Likewise, the benefits of economic growth have failed to reach the poor and lower-middle class. Unemployment is at record highs, and female labour-force participation is plummeting. Many small and micro-enterprises had to be permanently closed after the disastrous demonetisation of 2016. Farmers are struggling to cope with falling incomes. Budgetary allocations for many essential welfare programmes, including the National Rural Employment Guarantee Scheme, have dwindled. Crony capitalism is rampant.
The Modi government’s response to the Covid-19 crisis also left much to be desired. Though Indians were eventually vaccinated, images of migrant workers trudging homeward during a nationwide lockdown still haunt the country. And while the government claims that less than 500,000 people died, the World Health Organization estimates that the real figure is 10 times higher, raising questions about the reliability of official statistics.

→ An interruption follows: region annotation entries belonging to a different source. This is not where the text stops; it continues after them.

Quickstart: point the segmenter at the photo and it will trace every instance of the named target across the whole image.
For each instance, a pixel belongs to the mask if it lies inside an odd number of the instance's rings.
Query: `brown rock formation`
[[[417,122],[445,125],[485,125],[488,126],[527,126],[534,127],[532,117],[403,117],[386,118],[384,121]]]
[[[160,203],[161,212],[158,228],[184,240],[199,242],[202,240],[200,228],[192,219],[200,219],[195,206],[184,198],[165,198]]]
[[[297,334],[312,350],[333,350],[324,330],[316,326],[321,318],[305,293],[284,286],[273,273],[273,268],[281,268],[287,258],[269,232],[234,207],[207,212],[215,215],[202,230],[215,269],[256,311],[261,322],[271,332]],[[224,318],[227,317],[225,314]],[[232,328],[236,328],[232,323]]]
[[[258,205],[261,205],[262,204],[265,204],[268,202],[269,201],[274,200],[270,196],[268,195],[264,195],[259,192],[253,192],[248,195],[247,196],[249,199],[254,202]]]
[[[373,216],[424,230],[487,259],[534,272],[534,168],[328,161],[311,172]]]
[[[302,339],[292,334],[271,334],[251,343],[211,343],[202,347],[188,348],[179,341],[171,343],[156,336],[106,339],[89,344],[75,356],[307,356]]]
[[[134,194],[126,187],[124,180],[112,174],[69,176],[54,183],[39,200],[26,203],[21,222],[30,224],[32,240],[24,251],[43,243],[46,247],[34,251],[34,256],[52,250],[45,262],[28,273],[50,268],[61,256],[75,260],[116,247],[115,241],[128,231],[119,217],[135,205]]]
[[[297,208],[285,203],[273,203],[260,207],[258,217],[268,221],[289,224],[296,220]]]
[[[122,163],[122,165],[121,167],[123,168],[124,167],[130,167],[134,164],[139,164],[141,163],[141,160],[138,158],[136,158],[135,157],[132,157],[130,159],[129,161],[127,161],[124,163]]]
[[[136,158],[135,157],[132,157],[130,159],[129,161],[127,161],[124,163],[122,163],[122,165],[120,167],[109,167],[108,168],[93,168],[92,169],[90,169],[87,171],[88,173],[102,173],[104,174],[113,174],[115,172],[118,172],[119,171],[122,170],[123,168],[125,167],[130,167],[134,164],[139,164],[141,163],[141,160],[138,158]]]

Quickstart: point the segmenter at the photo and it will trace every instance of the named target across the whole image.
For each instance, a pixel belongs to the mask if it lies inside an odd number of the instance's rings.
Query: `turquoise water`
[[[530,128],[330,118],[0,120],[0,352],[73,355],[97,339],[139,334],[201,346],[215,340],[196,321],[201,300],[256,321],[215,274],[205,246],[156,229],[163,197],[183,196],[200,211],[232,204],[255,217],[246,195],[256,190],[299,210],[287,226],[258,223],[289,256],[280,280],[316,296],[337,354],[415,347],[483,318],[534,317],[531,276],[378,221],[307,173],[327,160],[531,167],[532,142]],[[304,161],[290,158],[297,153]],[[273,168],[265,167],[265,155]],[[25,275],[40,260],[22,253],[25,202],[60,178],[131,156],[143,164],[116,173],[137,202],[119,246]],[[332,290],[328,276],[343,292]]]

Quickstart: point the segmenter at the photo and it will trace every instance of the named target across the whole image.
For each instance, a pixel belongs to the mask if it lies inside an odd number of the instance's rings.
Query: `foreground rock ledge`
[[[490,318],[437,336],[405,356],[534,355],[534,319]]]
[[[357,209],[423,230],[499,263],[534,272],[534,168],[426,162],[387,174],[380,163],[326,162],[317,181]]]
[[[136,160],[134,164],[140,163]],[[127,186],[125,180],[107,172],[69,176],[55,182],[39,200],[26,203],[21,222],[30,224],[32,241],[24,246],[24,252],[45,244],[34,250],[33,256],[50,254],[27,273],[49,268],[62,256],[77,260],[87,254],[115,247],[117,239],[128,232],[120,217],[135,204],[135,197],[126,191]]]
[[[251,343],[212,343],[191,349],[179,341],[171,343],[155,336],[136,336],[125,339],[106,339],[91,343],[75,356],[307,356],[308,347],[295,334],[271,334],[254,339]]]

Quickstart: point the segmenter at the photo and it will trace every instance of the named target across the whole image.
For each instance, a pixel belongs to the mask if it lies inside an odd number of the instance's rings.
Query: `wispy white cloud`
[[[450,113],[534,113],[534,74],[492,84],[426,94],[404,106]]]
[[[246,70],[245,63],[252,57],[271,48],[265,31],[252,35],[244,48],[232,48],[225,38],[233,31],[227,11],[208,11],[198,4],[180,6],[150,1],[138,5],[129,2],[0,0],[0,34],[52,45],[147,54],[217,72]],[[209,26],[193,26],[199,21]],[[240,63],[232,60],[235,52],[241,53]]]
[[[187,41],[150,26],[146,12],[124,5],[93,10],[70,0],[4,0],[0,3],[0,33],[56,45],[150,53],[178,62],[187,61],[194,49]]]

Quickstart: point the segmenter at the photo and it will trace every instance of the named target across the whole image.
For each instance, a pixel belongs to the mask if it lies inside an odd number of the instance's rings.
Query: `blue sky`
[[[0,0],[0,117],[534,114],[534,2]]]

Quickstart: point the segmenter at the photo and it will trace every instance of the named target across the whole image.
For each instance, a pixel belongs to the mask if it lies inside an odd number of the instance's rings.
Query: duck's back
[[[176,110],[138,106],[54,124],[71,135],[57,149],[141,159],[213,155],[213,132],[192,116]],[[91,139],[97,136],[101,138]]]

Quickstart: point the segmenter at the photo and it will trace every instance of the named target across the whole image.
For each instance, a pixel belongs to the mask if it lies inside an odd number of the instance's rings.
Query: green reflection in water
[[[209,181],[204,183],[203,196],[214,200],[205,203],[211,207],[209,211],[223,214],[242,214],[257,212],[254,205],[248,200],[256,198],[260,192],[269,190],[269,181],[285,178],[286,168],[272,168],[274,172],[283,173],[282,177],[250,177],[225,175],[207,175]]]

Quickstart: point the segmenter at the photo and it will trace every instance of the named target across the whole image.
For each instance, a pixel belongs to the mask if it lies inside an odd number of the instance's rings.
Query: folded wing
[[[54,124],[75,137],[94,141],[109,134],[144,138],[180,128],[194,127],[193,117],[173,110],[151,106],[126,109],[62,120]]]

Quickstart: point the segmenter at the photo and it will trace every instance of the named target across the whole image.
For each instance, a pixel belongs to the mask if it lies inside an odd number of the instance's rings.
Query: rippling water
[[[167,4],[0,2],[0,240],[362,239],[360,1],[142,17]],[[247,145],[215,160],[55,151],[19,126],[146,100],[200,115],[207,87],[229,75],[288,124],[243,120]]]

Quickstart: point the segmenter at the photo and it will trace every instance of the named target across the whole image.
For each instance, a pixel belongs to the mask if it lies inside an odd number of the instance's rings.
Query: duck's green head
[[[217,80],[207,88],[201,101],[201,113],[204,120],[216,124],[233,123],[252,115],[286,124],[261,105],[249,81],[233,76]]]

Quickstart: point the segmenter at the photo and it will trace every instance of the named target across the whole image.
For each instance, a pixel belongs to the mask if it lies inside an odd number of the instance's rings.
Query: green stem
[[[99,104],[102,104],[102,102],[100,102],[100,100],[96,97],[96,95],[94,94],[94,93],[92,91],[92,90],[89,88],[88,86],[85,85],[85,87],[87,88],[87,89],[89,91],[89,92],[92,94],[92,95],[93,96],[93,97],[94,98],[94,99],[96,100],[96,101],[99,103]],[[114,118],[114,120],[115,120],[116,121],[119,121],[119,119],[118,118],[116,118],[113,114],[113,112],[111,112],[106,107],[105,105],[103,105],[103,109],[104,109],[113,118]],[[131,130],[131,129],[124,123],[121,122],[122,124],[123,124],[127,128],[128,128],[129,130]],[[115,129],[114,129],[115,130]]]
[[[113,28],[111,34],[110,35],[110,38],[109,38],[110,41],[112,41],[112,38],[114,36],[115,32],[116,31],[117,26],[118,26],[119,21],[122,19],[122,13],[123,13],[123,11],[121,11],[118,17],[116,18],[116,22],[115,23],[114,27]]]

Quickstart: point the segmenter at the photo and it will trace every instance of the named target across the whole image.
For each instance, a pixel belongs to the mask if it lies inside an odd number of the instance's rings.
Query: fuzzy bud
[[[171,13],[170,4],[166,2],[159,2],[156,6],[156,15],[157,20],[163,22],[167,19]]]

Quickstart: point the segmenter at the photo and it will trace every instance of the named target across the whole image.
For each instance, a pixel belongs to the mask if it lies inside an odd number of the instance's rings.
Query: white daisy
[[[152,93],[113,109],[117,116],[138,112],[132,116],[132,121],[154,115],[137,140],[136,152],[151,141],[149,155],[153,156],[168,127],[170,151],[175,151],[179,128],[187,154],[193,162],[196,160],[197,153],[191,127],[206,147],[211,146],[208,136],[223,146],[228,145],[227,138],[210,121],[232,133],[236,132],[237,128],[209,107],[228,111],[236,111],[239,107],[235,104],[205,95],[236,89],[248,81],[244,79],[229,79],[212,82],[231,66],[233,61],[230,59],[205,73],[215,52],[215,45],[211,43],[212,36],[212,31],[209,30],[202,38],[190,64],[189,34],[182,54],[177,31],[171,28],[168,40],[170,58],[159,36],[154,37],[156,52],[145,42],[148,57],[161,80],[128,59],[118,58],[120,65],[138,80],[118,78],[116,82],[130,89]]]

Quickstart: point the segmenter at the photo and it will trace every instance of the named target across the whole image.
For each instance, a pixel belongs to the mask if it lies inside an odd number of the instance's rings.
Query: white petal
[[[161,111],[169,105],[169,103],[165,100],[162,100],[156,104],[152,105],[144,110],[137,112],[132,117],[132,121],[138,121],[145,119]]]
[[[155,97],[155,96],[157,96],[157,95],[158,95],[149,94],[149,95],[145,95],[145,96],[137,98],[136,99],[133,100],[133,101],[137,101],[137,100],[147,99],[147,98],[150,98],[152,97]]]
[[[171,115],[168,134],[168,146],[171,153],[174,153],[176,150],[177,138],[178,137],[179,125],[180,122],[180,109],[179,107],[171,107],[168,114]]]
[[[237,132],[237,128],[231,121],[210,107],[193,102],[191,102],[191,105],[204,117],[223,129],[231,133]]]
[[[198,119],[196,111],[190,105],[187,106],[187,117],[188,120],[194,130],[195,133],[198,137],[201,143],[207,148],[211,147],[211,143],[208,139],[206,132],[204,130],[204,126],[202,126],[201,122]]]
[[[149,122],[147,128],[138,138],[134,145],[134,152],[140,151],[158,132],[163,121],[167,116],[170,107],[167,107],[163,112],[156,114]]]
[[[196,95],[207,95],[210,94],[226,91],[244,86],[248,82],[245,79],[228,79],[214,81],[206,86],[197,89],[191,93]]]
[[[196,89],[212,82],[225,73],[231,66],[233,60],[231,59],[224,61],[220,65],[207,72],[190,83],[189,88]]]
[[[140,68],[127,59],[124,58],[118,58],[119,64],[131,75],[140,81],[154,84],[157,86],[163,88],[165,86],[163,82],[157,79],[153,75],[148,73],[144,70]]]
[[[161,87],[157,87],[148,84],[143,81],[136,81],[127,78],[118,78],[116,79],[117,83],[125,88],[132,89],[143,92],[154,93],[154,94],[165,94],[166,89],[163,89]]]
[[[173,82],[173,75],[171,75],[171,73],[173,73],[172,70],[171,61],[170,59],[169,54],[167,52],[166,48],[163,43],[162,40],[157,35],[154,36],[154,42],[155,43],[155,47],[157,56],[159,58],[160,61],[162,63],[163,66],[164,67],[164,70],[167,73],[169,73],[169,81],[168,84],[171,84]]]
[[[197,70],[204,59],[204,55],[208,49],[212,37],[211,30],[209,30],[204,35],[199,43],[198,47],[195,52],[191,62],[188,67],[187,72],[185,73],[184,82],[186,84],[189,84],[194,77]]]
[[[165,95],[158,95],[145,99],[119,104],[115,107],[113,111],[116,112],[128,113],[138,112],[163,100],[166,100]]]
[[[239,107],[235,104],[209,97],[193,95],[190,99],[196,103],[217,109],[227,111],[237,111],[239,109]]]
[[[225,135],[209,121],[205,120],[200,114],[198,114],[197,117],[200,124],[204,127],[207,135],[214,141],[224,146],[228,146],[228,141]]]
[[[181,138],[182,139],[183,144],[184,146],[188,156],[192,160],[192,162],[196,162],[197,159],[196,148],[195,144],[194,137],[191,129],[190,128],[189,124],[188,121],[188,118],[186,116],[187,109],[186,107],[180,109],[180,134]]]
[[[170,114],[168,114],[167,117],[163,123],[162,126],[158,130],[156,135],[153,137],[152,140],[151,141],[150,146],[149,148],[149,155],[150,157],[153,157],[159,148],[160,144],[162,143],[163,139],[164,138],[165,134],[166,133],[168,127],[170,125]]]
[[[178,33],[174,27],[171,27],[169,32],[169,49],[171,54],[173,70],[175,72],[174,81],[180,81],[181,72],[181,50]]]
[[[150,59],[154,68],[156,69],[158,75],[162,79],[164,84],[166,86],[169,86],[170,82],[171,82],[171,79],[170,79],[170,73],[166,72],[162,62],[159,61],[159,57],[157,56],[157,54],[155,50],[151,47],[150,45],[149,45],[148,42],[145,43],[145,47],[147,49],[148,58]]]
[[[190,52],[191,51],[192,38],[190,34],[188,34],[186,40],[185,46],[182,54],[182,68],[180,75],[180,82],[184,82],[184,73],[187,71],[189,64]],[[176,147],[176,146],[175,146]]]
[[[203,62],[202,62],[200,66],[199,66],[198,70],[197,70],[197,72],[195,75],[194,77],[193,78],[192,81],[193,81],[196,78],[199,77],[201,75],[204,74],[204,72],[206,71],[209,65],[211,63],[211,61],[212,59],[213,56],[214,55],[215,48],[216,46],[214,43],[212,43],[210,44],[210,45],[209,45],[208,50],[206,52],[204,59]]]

The jury is still out on the Modi government’s handling of several other challenges, from the Ukraine war to Chinese encroachments along the disputed Himalayan frontier. It is far from clear that India is prepared to handle a conflict with China or Pakistan (or both). The 2015 deal to buy 36 Rafale fighter jets from the French company Dassault Aviation continues to draw controversy, owing to contractual irregularities.
India’s first prime minister, Jawaharlal Nehru, is the only one to have won three successive terms in office. Next year, the Indian people will weigh Modi's mixed record and decide whether it warrants making him the second.